Рассмотрев внимательно и герб, и важную физиономию Ливка, солдат ухмыльнулся.
Не лейтенанта, а капитана Тальвина Эмерского, поправил он. Вон его палатка, у того тополя. Иди.
Ливк растеряно бросил «спасибо» и зашагал в указанном направлении, пару раз оступившись на скользкой земле.
Капитана, значит. Уходя на войну, на помощь союзникам, Тальвин в состоянии был купить себе лейтенантский чин, однако капитаном бы его за деньги никто не сделал. Стало быть, сам заслужил. Стало быть, опасный противник
Впрочем, Ливку с ним не в рукопашной силой меряться. Ему просто нужно всадить в него кинжал. И, пользуясь своим статусом почтальона, тихонько сделать ноги, молясь, чтобы в палатку к лейт к капитану никто не зашёл до того, как он, Ливк, окажется вне досягаемости.
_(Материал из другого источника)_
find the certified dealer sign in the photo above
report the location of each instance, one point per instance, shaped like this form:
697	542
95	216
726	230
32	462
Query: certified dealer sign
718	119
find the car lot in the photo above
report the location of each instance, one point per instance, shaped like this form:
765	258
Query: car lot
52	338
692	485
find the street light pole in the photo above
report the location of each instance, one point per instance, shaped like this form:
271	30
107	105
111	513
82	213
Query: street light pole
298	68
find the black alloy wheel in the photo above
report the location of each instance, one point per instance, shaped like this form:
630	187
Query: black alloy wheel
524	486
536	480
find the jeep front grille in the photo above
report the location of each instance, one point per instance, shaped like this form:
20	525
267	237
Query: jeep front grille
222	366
На Ливка никто не обратил внимания. Гонцы были частыми гостями на поле боя, а о том, что Ливк именно гонец, можно было определить по той же куртке. Кроме того, воротник его по-прежнему был отвёрнут и сверкал почтальонским гербом. Солдаты в когда-то бежевых, а сейчас пятнисто-серых мундирах расположились на отдых. У них, судя по всему, было приподнятое настроение. Офицеров здесь можно было узнать по накрытым перед ними столикам и по шапкам на их головах: шапки были такие же, как у простых солдат чёрные, гладкие, высокие, с жёсткими блестящими козырьками, но при этом ещё с золотистыми нашивками. Чем больше нашивок, тем выше звание. Это Ливк знал, откуда-то. Он внимательно оглядел обладателей красивых шапок, но тэба Тальвина не нашёл. Значит, тэб в этот вечер предпочёл одиночество. Что ж, тем хуже для него и проще для Ливка.
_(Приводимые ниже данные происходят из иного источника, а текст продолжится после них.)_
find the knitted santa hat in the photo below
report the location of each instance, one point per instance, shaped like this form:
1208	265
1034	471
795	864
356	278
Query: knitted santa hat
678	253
Ливк снова вытащил кинжал, уже перед самой палаткой. Предварительно он, конечно, огляделся по сторонам, однако новоиспечённый капитан расположился так удобно, что видеть Ливка могли только зайцы, если бы сидели в росших рядом кустах. Но зайцев, равно как и людей, в зарослях не было это Ливк тоже проверил зато возле одного из кустов он заметил свежую могилу и помрачнел, ибо счёл свою находку недобрым знаком. Тем не менее, от задуманного не отступился. Наоборот, в двух шагах от цели решимости в нём странным образом прибавилось.
Ливк нагнулся и скользнул в палатку. Выпрямился, шагнул вперёд, растеряно опустив руки, и принялся с недоумением озираться: неужели никого нет?.. Койка, складной столик с переносным фонарём, чернильницей и бумагами. Табуретка с лежащей на ней капитанской шапкой. А самого тэба Тальвина не видно.
Ощущение было гадкое. Как у мыши, которая, сунувшись в мышеловку, не обнаружила там сыра, а потом услышала
Щелчок курка.
Ни с места. Брось кинжал.
Ливк зажмурился.
«Пожалуйста, время, пойди вспять, взмолился он про себя. Я бы отказался я бы никогда в жизни».
Кинжал, тем временем, выпал из его машинально разжавшихся пальцев. Руки поднялись вверх.
Повернись.
Ливк поворачивался очень медленно. А когда оказался лицом к лицу с Тальвином, то сразу понял, что пришла его смерть. Пришла и стоит, великодушно позволяя ему то ли помолиться Богиням, то ли высказать последнюю просьбу. Хотя последняя просьба это, пожалуй, всё-таки роскошь для наёмного убийцы.